By providing the data model 147 with the request 172, the computer system 110 provides the AI/ML model 132 the ability to make use of the logical objects specified in the data model 147. As a result, the AI/ML model 132 can determine the types of data that would be available from the data set 122a, even without the AI/ML model 132 having any access to the data set 122a. The AI/ML model 132 can generate code or instructions (e.g., a SQL statement) that references these logical objects, with a clear set of names or other identifiers to accurately and unambiguously reference components of the data set 122a. For example, providing the data model 147 for the data set 122a, may enable the AI/ML model 132 to reference logical objects in generated SQL statements that the computer system 110 and/or database system 120 can unambiguously map the logical objects to tables and columns of the data set 122a. This allows the AI/ML model 132 to distinctly and unambiguously define criteria to specify the subset or portion of data to be retrieved from, or calculated based on, the data set 122a.

In addition, access control restrictions can be taken into account to adjust which data can be used. For example, the computer system 110 can generate the request 172 so that the AI/ML model 132 does not use or rely on portions of the data set 122a that the user 132 does not have authorization to access.

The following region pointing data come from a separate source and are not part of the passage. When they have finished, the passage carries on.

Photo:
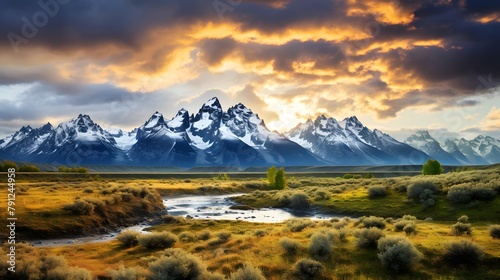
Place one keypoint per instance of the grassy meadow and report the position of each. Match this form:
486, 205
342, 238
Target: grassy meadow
423, 214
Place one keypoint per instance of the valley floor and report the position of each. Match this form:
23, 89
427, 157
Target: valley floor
220, 248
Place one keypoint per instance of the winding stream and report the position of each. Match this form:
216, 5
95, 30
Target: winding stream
216, 207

For example, the data model 147 provided with the request 172 can be a modified version of the data model for the data set 122a that identifies only the logical objects or portions of the data set 122a that the user 105 is authorized to access, and excludes portions of the data set 122a that the user 105 is not authorized to access. As a result, the AI/ML model 132 will not be aware of data sets or data objects that should not be accessed on behalf of the user 105.

The knowledge base 148 can provide a mapping for the AI/ML model 132 to map words and phrases with non-standard or idiosyncratic meanings (e.g., jargon, nicknames, etc.) to definitions, descriptions, or other indications of their meaning. The knowledge base 148 can include information determined at any of multiple levels, such as at the level of an enterprise as a whole, for a department or group of individuals, or for a specific individual. Similarly, the knowledge base 148 can be one that has been created for a single chatbot or AI/ML application or one that is shared with multiple chatbots or AI/ML applications.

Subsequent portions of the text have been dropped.